Stephen Foster was the prosperous, confident man of business, inclined to stoutness. He wore a dark coat and striped flannels and carried a Panama hat. There was some resemblance to his son, but the warfare of commercial life, won by the shrewdness stamped upon his face, had left its marks upon him. His mouth was hard, his lips thin, closing when he delivered himself of any opinion—evidently considered by him the final word—like the slot of a letter box. His eyes were those of a man who has not considered the means to an end, who has matched craft with craft, and learned to keep his own counsel. They were hard as agate, expressionless as the eyes of a dead fish, though there was plenty of life and determination in them. He was clean-shaven, like his son, and the lines of his jaw proclaimed stubbornness. There was something catlike about him, Jim fancied, studying him; an overcare of his hands, a furtive tucking in of his thin lips in a smile that was covert, that hinted at a cruel streak somewhere in his nature. He treated Jim as he might a man applying to him for manual labor, an attitude which helped to color Jim’s impressions.

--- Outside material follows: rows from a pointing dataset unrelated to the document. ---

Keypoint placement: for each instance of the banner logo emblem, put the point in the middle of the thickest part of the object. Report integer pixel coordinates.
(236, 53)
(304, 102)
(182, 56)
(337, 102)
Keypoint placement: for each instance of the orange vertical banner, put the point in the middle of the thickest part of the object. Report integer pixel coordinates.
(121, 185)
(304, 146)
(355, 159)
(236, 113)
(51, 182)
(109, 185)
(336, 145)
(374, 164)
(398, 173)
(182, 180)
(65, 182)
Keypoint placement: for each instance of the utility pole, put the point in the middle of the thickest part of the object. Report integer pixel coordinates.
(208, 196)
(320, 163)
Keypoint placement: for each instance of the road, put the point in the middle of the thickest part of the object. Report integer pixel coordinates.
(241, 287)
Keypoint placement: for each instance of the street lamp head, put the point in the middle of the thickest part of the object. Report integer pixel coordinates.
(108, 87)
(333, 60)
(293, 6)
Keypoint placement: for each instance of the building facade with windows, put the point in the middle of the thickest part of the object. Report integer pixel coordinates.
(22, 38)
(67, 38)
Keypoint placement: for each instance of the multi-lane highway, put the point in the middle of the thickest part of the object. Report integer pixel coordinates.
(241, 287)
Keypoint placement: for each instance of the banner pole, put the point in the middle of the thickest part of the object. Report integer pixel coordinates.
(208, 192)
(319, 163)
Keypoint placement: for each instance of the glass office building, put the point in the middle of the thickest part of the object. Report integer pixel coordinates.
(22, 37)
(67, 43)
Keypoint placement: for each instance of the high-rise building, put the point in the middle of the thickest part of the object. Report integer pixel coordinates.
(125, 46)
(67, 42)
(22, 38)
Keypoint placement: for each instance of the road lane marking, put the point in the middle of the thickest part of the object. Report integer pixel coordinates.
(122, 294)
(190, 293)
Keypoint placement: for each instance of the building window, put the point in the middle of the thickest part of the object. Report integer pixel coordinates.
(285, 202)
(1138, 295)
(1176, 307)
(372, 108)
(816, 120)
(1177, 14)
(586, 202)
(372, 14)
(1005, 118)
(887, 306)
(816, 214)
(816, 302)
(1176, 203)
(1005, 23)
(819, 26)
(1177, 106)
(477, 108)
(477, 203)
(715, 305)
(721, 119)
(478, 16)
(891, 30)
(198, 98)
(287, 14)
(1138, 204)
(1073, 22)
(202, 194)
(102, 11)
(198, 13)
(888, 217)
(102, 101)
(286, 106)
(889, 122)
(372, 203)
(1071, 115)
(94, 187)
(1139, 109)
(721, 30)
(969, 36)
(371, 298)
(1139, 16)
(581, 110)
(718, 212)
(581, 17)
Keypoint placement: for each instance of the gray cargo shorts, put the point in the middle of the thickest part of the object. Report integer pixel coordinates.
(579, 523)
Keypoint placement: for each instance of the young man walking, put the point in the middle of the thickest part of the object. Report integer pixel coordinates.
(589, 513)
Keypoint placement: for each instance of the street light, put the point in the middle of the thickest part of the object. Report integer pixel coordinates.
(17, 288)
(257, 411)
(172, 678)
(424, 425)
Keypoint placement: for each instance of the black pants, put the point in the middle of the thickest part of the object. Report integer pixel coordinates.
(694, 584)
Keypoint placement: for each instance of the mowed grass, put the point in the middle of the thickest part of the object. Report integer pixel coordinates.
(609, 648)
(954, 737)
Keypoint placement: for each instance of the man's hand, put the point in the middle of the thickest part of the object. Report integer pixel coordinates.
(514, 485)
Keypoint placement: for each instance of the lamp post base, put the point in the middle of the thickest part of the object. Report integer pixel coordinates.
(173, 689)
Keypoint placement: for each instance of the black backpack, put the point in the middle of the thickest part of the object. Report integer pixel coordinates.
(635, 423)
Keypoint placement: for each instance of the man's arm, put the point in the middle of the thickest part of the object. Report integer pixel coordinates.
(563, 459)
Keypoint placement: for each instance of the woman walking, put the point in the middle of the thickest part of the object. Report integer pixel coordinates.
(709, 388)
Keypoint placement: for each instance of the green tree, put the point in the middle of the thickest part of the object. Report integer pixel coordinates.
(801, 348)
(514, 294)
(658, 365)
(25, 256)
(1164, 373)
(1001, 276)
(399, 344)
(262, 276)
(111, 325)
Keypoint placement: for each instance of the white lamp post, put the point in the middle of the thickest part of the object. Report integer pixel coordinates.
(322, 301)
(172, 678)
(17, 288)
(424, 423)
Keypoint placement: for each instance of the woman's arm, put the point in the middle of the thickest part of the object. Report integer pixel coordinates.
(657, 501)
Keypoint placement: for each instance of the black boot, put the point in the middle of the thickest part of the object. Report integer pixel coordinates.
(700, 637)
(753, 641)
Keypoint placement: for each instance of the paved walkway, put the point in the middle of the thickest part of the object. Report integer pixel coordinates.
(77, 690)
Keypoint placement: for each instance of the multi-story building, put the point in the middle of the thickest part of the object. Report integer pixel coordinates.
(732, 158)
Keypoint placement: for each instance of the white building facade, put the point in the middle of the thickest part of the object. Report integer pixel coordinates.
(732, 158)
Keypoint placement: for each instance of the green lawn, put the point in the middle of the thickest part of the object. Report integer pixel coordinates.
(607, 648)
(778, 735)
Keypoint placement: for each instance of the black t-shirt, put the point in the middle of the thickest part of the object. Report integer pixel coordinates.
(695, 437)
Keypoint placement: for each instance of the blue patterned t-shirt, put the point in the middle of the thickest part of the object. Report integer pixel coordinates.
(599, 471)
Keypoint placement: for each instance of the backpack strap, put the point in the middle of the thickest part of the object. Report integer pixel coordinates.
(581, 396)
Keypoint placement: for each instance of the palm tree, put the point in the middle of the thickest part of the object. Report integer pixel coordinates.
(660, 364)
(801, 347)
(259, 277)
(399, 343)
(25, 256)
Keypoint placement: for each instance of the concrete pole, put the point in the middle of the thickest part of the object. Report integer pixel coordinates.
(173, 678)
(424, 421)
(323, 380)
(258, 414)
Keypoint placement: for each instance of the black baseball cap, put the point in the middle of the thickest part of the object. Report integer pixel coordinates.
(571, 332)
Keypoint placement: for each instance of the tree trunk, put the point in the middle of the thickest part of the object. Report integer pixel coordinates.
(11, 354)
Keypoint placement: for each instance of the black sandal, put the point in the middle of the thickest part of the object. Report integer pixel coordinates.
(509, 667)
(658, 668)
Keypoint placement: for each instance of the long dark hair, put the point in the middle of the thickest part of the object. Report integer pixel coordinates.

At the outset he showed his attitude toward his niece’s views with an attempt at tolerance and sympathy that the girl evidently resented. He refused her offer of cigars.
“Changed my brand for a lighter one, my dear,” he said, selecting one from a leather case while his son lit a cigarette. “Now then, tell me everything.”
“You know all that I do,” she said. “And I realize that you think me foolish in believing dad still alive. But I do. And now I have something definite to work upon. It was good of you to come over. If Mr. Lyman does not mind repeating what he has told Lynda and me, perhaps that will be the simplest way. I will only say that it has determined me to go to the island of which he has the position and where he landed. You are interested in the returns of the expedition,” she added with a slight curl of her lip. “I should like to know if you will join me.”
“And me,” said the spinster quietly. Kitty Whiting slid her hand into her cousin’s. “You had no idea I should permit you to go without me?” the latter asked. The elder Foster put up his hand deprecatingly.
“We are going too fast,” he said. “I imagined you wished for my advice, for a man’s advice in this matter.” The girl nodded noncommittally. “Now then, my man.”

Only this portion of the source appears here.